Earlier this week, Forrester Research published my Market Overview: Enterprise Rights Management report. Brian Hill and I examined eight vendors in the enterprise rights management (ERM) space: Adobe, Microsoft, GigaTrust, Liquid Machines, NextLabs, Oracle, EMC, and Covertix. We found that the space is evolving to become less of a standalone market. From the report:

Because ERM allows data to protect itself via encryption, it is theoretically the perfect security technology for a world where the “dissolving perimeter” is an established fact. But historically, most enterprises don’t use ERM on an enterprisewide basis and do not use it to protect documents shared outside company boundaries. High cost, application rigidity, and integration shortcomings have limited market adoption. Forrester expects that ERM’s appeal will widen in the future. Integration with data leak prevention technology, content management infrastructure, and other risk mitigation solutions will drive adoption growth, particularly as enterprises roll out the latest versions of Microsoft Exchange and SharePoint.

A key idea in the report is that ERM becomes an “enforcement mechanism” for content-filtering platforms like DLP. Of course, the ERM vendors I’ve spoken with mostly hate the idea that their products might become mere enforcement appendages of, well, an arriviste technology like DLP. But this is clearly a case where, like peanut butter and chocolate, two things that taste great, taste better together. Enterprises will, in the fullness of time, be able to (1) use their DLP tools to detect transmissions of, or find stored copies of, sensitive information; and then (2) apply their choice of protection technologies to enforce their confidentiality and integrity goals. Sometimes the right choice will be encryption; other times, ERM will be a better. One of the vendors we profiled, NextLabs, already combines DLP and ERM in a single product, and we think this is an idea whose time has come.

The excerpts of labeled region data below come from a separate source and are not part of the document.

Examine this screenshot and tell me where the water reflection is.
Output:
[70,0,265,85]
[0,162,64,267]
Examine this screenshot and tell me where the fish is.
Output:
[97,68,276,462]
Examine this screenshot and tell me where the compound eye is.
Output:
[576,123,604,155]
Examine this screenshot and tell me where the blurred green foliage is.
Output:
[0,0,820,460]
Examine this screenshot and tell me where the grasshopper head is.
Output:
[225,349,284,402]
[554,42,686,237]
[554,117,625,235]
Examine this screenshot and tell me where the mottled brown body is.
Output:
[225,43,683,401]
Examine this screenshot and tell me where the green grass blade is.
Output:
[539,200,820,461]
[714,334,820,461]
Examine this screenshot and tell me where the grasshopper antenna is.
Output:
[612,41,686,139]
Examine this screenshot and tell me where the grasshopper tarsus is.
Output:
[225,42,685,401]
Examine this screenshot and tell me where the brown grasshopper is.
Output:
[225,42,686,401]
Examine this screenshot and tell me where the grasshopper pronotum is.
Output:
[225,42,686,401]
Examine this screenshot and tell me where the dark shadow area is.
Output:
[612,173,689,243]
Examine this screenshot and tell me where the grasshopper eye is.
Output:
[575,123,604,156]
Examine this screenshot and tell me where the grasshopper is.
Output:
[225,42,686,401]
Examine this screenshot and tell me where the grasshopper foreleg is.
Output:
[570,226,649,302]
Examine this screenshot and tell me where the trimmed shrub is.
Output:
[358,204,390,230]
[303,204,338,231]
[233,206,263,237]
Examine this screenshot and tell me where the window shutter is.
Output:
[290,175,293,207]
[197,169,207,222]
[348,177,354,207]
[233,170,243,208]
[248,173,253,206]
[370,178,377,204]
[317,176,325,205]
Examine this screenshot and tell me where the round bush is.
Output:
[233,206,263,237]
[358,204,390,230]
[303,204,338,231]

Shortly after this report was published, Peter Abatan at Enterprise Rights Management Info asked to review our report. His review is here, and I recommend you read it. In his review Peter asks why we chose to exclude two vendors he knows that have been active in the Asia Pacific area, Fasoo and Seclore. The simple answer is that (1) neither vendor has substantial market presence in the key US and European markets we follow closely, and (2) more practically, Brian and I decided early on to cap the number of participants at eight. That said, I have spoken with both companies recently, and we will be watching them more closely going forward.

Breaking news: as I was putting this post together, a press release announcing Check Point’s acquisition of Liquid Machines crossed my desk. The Forrester take is that Check Point’s acquisition of Liquid Machines validates our basic thesis about the ERM market’s evolution. The acquisition is good news for Liquid Machines, their investors, and their customers, and ensures the technology will live on. Although the company is not large by revenue, we felt that they had strong technology that is well suited to the needs of large enterprises. We gave them the “full shaded circle” (our highest rating) in more categories than any other vendor. Liquid Machines gives Check Point an important new data protection technology alongside their existing file encryption tools. What Check Point does not have, at this point, is a full-stack, enterprise-grade DLP product that spans endpoint, perimeter and data center (although it does have a DLP product that addresses data in motion). That said, I think we can safely predict that we will see more coming from Check Point on the DLP front, particularly as it adds more enterprise features like inventory (misleadingly called “discovery” by most vendors) and integrates Liquid Machines’ ERM as an alternative enforcement mechanism.